The online shopper is here to stay
Even as the majority of shoppers return to brick-and-mortar, many will remain loyal to online – meaning this is not a channel that can be ignored, said Kathryn Peters, EVP of SPINS.
“The online shopper is not going away… this really is a part of the future and it has to be part of your integrated strategy,” especially if brands of all sizes want to build relationships and loyalty with up and coming consumers whose buying power will increase in the coming years, she said.
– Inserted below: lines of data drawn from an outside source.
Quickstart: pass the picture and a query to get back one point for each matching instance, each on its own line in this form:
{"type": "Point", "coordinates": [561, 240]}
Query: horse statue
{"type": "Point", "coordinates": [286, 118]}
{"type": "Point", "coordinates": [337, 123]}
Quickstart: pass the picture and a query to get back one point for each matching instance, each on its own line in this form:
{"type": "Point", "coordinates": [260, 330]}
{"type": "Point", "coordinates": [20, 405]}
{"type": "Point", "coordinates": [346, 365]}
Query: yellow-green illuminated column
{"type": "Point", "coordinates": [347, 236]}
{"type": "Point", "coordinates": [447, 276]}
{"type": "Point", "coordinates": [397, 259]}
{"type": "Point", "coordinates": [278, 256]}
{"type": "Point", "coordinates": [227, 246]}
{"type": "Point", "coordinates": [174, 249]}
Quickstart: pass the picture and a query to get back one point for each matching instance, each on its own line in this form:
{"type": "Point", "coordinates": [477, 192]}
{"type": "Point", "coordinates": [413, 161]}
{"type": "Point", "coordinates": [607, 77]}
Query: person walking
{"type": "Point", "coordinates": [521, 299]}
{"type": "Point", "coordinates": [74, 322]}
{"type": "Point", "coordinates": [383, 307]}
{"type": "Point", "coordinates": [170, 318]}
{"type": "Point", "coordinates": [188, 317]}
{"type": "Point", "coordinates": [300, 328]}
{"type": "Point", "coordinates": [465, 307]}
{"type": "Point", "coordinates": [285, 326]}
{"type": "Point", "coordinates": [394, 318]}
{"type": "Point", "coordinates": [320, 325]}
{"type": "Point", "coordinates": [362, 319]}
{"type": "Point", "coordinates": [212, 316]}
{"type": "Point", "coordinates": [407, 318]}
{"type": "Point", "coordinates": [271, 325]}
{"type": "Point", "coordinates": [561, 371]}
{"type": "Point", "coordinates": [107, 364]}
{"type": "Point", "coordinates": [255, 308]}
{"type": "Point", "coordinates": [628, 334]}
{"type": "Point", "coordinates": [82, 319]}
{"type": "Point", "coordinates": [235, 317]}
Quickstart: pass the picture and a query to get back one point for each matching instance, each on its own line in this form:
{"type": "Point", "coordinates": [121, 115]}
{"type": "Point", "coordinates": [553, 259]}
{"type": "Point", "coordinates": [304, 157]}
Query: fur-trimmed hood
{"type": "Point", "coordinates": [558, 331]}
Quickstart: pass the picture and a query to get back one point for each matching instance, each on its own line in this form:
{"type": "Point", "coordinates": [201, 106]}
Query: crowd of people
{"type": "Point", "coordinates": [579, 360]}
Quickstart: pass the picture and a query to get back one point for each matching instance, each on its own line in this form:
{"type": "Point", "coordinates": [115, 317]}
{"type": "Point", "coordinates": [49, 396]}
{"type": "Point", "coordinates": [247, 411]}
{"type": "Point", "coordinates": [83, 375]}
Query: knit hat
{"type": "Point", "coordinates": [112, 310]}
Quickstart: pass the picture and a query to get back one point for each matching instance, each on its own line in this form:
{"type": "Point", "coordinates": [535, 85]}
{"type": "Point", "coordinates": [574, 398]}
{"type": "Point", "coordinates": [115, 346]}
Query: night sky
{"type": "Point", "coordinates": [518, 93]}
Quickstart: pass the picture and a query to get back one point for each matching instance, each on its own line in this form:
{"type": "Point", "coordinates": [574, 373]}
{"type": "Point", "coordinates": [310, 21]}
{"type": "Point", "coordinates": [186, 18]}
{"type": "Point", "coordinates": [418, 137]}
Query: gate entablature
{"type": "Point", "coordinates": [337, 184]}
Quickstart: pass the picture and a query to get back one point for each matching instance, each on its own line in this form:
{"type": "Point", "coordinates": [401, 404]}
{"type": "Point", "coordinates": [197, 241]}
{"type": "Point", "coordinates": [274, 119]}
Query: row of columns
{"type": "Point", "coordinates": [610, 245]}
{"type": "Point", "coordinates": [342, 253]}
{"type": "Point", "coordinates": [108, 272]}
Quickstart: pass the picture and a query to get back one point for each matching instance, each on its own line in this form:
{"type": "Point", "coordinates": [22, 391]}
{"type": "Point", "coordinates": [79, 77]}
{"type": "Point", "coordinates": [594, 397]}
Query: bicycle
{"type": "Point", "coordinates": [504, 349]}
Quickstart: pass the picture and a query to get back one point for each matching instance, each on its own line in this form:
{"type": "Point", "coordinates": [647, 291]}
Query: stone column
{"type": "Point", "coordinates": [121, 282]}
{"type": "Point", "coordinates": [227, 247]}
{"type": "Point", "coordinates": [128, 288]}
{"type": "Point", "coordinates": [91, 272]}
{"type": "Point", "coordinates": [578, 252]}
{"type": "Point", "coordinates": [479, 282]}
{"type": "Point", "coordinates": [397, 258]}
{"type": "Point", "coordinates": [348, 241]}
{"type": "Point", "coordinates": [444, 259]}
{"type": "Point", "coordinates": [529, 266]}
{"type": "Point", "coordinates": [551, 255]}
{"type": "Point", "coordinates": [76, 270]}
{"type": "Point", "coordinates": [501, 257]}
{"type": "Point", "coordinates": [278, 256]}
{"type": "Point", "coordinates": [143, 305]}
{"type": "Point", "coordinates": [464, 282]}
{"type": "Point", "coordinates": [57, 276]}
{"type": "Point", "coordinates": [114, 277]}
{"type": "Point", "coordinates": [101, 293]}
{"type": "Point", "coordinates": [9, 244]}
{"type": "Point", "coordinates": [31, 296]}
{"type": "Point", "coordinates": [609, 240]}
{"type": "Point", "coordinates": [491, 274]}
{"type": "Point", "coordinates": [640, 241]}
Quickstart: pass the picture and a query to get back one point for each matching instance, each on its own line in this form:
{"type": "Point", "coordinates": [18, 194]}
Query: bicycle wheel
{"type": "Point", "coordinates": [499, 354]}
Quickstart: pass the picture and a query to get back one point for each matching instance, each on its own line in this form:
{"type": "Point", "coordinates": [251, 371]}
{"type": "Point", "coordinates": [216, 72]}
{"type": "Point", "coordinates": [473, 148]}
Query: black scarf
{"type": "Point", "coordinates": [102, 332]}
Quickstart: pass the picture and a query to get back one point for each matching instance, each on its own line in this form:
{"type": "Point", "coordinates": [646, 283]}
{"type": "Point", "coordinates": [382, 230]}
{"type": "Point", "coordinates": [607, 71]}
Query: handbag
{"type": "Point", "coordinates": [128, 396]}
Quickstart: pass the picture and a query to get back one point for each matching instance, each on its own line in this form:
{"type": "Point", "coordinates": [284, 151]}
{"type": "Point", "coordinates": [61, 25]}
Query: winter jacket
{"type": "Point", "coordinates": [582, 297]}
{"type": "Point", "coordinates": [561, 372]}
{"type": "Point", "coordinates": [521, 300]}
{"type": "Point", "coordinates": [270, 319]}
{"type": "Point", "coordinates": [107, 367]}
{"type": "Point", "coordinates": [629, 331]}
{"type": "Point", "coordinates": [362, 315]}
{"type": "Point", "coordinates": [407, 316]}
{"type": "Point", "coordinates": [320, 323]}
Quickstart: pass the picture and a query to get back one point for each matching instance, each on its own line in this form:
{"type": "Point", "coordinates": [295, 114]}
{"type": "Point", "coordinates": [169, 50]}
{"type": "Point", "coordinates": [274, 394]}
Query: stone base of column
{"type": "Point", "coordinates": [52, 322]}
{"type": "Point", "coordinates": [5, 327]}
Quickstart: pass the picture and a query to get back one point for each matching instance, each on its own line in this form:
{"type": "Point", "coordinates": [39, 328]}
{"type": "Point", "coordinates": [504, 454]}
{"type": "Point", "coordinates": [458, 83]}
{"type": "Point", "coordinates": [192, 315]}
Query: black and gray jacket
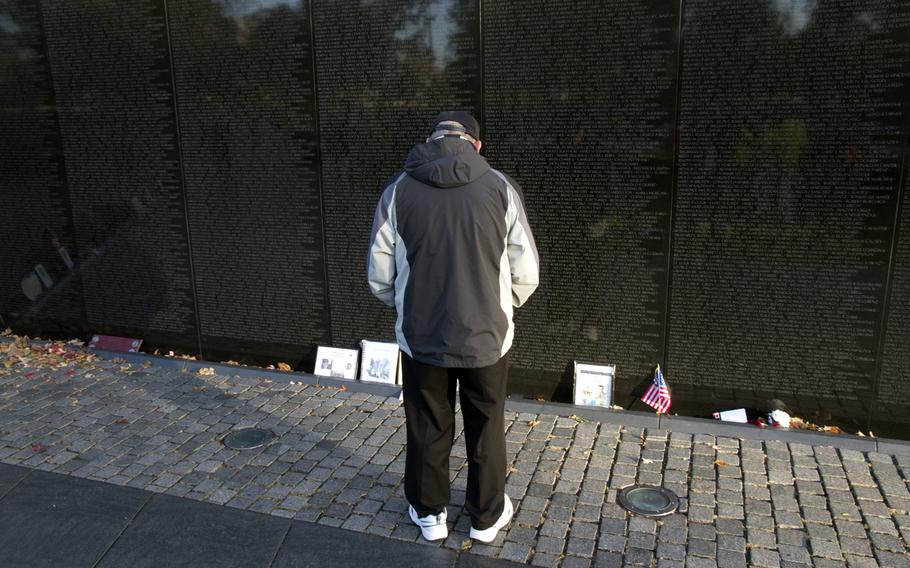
{"type": "Point", "coordinates": [453, 252]}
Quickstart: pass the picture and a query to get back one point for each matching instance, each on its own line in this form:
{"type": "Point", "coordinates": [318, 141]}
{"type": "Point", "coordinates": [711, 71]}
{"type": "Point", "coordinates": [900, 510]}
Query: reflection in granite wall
{"type": "Point", "coordinates": [789, 153]}
{"type": "Point", "coordinates": [223, 159]}
{"type": "Point", "coordinates": [591, 143]}
{"type": "Point", "coordinates": [38, 286]}
{"type": "Point", "coordinates": [243, 74]}
{"type": "Point", "coordinates": [384, 69]}
{"type": "Point", "coordinates": [112, 79]}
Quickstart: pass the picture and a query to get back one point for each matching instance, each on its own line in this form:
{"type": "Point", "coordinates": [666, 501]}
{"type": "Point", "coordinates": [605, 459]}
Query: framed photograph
{"type": "Point", "coordinates": [594, 384]}
{"type": "Point", "coordinates": [378, 362]}
{"type": "Point", "coordinates": [336, 363]}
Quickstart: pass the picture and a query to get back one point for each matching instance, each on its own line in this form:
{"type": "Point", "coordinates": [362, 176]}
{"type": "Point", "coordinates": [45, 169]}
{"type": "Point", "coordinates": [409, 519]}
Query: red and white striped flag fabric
{"type": "Point", "coordinates": [658, 394]}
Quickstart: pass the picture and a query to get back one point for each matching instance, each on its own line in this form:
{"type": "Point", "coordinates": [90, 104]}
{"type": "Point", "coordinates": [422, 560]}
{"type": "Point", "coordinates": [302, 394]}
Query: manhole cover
{"type": "Point", "coordinates": [649, 501]}
{"type": "Point", "coordinates": [248, 438]}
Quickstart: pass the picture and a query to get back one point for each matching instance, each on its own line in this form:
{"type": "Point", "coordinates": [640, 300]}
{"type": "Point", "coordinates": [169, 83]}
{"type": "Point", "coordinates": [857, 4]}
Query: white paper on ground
{"type": "Point", "coordinates": [336, 362]}
{"type": "Point", "coordinates": [736, 415]}
{"type": "Point", "coordinates": [378, 362]}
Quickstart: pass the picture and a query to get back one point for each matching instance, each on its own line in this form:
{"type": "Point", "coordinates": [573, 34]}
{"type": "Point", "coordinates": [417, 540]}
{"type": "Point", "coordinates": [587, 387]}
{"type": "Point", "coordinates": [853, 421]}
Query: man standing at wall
{"type": "Point", "coordinates": [452, 251]}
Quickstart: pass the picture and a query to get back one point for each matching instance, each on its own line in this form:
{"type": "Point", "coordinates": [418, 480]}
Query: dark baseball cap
{"type": "Point", "coordinates": [466, 119]}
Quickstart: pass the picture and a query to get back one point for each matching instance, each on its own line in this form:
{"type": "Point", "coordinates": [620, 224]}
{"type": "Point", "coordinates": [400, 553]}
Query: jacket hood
{"type": "Point", "coordinates": [446, 162]}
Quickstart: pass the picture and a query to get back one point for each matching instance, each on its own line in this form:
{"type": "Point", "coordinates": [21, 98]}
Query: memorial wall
{"type": "Point", "coordinates": [719, 190]}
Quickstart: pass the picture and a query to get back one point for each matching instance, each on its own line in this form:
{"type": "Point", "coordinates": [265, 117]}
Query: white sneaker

She explained that currently online shoppers tend to be younger consumers (35% aged 18-35 years vs 14% aged 35-50 years), Black consumers (35% vs 17% non-Hispanic white consumers) and those with children in the house under the age of 18 years (32% vs 16% without children younger than 18 years) – all of whom are buying online about once a week, which is twice the rate of others.
In addition, natural products shoppers who do buy online tend to do so at nearly twice the rate of all shoppers, Peter said, pointing to data that showed natural product shoppers dedicated 9% of their share of wallet to online in the 12 weeks ending Aug. 7, 2022 vs all other product shoppers who dedicated only 5% of their share of wallet online in the same period.
While these numbers may not be as high as they were in the first year of the pandemic, they still should “serve as a wakeup call for all of us about how do we make the [online shopping] experience easier” because it is still a notable contributor to the bottom line, Peters said.